NeurIPS2023

Prototypical Variational Autoencoder for 3D Few-shot Object Detection

Weiliang Tang, Biqi Yang, Xianzhi Li, Yun-Hui Liu, Pheng-Ann Heng, Chi-Wing Fu

被引用 7 次

摘要

Few-Shot 3D Point Cloud Object Detection (FS3D) is a challenging task, aiming to detect 3D objects of novel classes using only limited annotated samples for training. Considering that the detection performance highly relies on the quality of the latent features, we design a VAE-based prototype learning scheme, named prototypical VAE (P-VAE), to learn a probabilistic latent space for enhancing the diversity and distinctiveness of the sampled features.
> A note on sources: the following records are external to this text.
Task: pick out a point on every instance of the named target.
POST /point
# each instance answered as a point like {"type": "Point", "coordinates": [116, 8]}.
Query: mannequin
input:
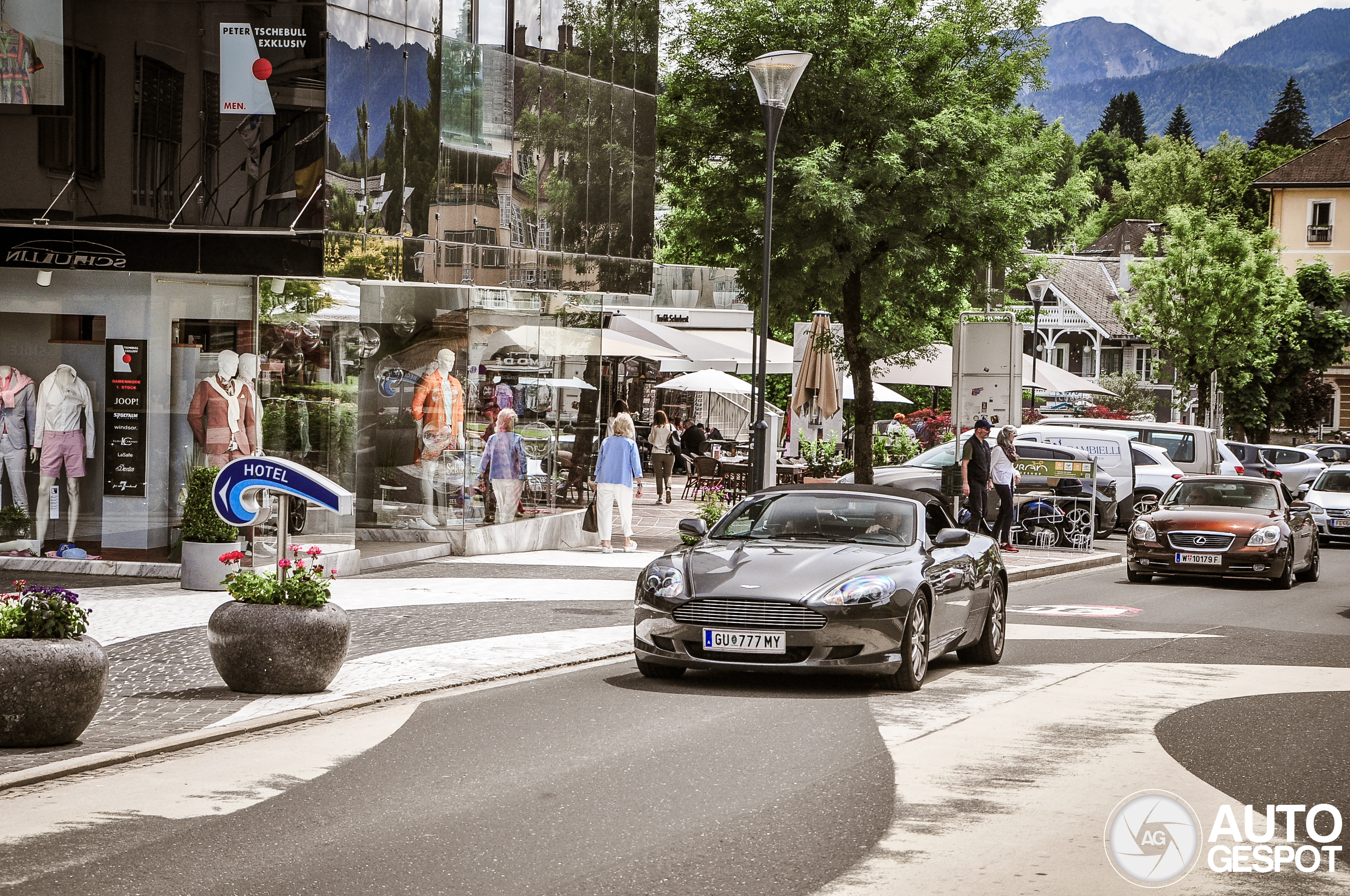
{"type": "Point", "coordinates": [222, 415]}
{"type": "Point", "coordinates": [61, 442]}
{"type": "Point", "coordinates": [18, 424]}
{"type": "Point", "coordinates": [249, 374]}
{"type": "Point", "coordinates": [439, 411]}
The network encodes a multi-center GMMlike posterior, in which each distribution centers at a prototype. For regularization, P-VAE incorporates a reconstruction task to preserve geometric information. To adopt P-VAE for the 3D object detection framework, we formulate Geometricinformative Prototypical VAE (GP-VAE) to handle varying geometric components and Class-specific Prototypical VAE (CP-VAE) to handle varying object categories. In the first stage, we harness GP-VAE to aid feature extraction from the input scene. In the second stage, we cluster the geometric-informative features into per-instance features and use CP-VAE to refine each instance feature with categorylevel guidance. Experimental results show the top performance of our approach over the state of the arts on two FS3D benchmarks. Quantitative ablations and qualitative prototype analysis further demonstrate that our probabilistic modeling can significantly boost prototype learning for FS3D.